Guerri has also worked extensively in the avant-garde theater, including with Teatrino Clandestino, Teatrino Giullare, and most intensively with the actor-director Chiara Guidi of the Societas Raffaello Sanzio. With Guidi the cellist has undertaken an ongoing, multi-year exploration of Dante’s Divine Comedy, the characters of which inspired three of the pieces on Guerri’s new album: the tense, vivid “Ciacco,” the dramatic “Minosse,” and the stunning overture, “Lucy” (short for Dante’s Lucia – a name that means “bringer of light,” an apt descriptor of the opener).
Following the overture, the album shifts to the shimmering overtones of the title track, which Guerri was developing when he overheard his wife’s admonishment to their children. Taking such inspiration from the vagaries of the moment is key to Guerri’s process. Most of the music on Su Mimmi non si spara! was born out of improvisation, then shaped into a through-composed work.
In contrast to his earlier albums, there is no improvisation on Su Mimmi non si spara! Instead, Guerri sought to eliminate the unconscious clichés that often creep into supposedly “free” playing by recording, examining and combining his impromptu explorations for their most sui generis moments, then crafting them into pieces bursting with invention and originality.
As Guerri poetically describes the process in his liner notes, “For the last few years I have taken this path. I walk on it slowly, paying attention to the details. I search under the fallen leaves, collecting tiny fragments of the world. I keep them. I assign a role and an order to each and every one of them. They often are small fragments emanating a wild scent, seeds of life that stick to me and that I carry with me wherever I go.”
Su Mimmi non si spara! is thus the culmination of two decades of research into the solo cello, along with extensive performing and study into a diverse range of music. Though he hasn’t performed classical music since his conservatory days, his private study of Bach is one of the inspirations behind his music.
“Study is the point from which everything starts,” he asserts. “I spend a lot of time studying techniques, so usually improvisation comes from those studies. I study something, and then I start to improvise. Maybe I don’t find anything, so I return to my studies and try again.”

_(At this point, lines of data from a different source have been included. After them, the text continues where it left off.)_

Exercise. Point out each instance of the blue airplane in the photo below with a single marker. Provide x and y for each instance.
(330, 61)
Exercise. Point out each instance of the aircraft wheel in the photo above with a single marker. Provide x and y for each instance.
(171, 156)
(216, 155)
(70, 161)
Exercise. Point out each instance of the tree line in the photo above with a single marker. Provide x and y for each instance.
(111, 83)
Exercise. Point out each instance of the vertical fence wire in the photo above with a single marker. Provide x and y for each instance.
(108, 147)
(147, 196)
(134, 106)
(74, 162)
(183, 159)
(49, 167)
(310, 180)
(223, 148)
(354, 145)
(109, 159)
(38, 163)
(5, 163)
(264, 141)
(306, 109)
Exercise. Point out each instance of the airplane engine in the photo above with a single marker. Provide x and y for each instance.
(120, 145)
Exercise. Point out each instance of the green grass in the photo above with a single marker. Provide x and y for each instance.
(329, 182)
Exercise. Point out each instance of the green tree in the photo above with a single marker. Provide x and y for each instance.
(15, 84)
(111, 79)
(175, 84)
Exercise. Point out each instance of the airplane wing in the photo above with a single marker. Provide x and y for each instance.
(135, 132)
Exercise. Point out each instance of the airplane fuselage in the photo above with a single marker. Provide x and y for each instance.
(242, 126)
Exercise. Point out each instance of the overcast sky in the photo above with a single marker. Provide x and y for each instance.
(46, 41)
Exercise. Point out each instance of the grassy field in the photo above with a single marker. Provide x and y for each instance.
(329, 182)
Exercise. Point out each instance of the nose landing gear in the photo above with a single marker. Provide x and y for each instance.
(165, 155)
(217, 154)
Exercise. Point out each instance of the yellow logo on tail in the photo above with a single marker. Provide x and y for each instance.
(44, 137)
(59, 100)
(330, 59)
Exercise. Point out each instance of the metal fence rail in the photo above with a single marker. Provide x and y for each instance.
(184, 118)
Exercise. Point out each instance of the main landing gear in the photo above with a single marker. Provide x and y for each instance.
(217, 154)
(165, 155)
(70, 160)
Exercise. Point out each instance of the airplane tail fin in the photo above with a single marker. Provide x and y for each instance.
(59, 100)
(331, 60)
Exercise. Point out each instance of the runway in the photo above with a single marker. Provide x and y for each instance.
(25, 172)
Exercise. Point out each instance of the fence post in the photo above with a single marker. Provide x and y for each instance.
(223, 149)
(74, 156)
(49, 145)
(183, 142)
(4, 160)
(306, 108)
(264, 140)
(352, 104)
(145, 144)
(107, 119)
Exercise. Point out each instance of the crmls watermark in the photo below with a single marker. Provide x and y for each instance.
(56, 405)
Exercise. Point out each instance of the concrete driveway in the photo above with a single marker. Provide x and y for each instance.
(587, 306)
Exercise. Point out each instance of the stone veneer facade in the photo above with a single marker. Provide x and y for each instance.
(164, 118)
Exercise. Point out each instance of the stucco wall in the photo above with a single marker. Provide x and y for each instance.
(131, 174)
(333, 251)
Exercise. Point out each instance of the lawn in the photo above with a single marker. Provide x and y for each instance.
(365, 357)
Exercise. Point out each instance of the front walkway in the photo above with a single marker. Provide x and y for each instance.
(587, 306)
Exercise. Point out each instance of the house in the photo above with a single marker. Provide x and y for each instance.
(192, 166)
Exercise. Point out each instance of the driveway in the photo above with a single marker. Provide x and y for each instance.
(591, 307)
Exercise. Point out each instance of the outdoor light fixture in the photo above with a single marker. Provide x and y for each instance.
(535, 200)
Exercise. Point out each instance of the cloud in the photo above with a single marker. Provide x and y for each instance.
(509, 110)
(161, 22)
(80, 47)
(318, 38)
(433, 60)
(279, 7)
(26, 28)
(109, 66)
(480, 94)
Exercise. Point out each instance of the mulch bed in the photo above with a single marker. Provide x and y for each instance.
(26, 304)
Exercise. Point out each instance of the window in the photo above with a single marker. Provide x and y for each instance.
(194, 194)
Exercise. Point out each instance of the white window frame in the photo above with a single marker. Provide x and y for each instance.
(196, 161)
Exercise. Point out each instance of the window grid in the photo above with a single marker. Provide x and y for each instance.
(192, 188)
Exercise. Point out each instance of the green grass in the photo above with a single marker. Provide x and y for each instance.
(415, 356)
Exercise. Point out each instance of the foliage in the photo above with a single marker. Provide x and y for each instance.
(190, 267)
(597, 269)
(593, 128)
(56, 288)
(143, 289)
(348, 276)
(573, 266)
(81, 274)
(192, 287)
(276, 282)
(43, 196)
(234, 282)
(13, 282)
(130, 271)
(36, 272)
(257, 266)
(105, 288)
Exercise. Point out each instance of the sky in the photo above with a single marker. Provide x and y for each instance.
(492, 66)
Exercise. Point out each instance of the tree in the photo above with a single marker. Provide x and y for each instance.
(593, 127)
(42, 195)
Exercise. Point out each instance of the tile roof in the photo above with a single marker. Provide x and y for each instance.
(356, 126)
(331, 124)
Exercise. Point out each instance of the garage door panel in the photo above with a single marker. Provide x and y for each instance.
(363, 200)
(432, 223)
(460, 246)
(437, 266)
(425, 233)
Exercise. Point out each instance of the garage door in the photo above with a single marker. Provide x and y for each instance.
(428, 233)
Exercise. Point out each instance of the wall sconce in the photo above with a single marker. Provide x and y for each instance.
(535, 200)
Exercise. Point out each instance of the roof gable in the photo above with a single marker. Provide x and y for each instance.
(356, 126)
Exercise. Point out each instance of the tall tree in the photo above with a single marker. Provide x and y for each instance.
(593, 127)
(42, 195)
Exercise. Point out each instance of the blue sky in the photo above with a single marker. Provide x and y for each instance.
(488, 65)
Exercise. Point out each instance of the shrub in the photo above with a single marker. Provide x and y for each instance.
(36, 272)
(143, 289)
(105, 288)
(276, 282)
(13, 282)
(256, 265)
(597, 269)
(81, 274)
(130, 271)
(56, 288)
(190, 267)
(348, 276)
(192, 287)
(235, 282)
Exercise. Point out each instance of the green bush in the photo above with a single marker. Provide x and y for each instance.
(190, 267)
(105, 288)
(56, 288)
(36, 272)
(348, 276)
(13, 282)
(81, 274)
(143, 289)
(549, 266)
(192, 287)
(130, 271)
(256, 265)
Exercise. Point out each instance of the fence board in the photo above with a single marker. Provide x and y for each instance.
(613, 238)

For instance: “Your Beginning,” one of two pieces revisited from Guerri’s solo debut From Your Beginning to My [Ha]nd, employs the alternate tuning (with the A string tuned to G) as Bach’s fifth Cello Suite. The other piece from that album, My [Ha]nd, was originally written for Guerri’s collaboration with Bozulich. The piece transforms the sound of the cello via the use of guitar pedals, conjuring tones that evoke a steel pan or a heavy metal guitar.
Both “Viola” and “Medusa” also make evocative use of alternative tunings (there are a number of them throughout the album). By changing the relation of the strings to one another, Guerri discovers strange new intervals and intriguingly rich harmonic mysteries that he can delve deeply into. “Paper” is self-explanatory: the textural passage that opens the piece is the result of a long piece of paper threaded through the cello’s strings, which are further altered via metal curtain clips clamped to them, creating a percussive rattle.
“AFK” is one of those acronyms familiar to those used to living their lives mainly through screens; it stands for “Away From Keyboard” and is used to indicate those rare moments when one is not playing a game or sharing one’s most intimate thoughts, a notion with which Guerri is all too familiar working with disaffected teens during his day job.
As these descriptions indicate, there is a dazzling spectrum of sonic invention to be discovered in Su Mimmi non si spara! The music grows and shifts in unexpected directions within a single piece, even more so over the course of this category-resistant album.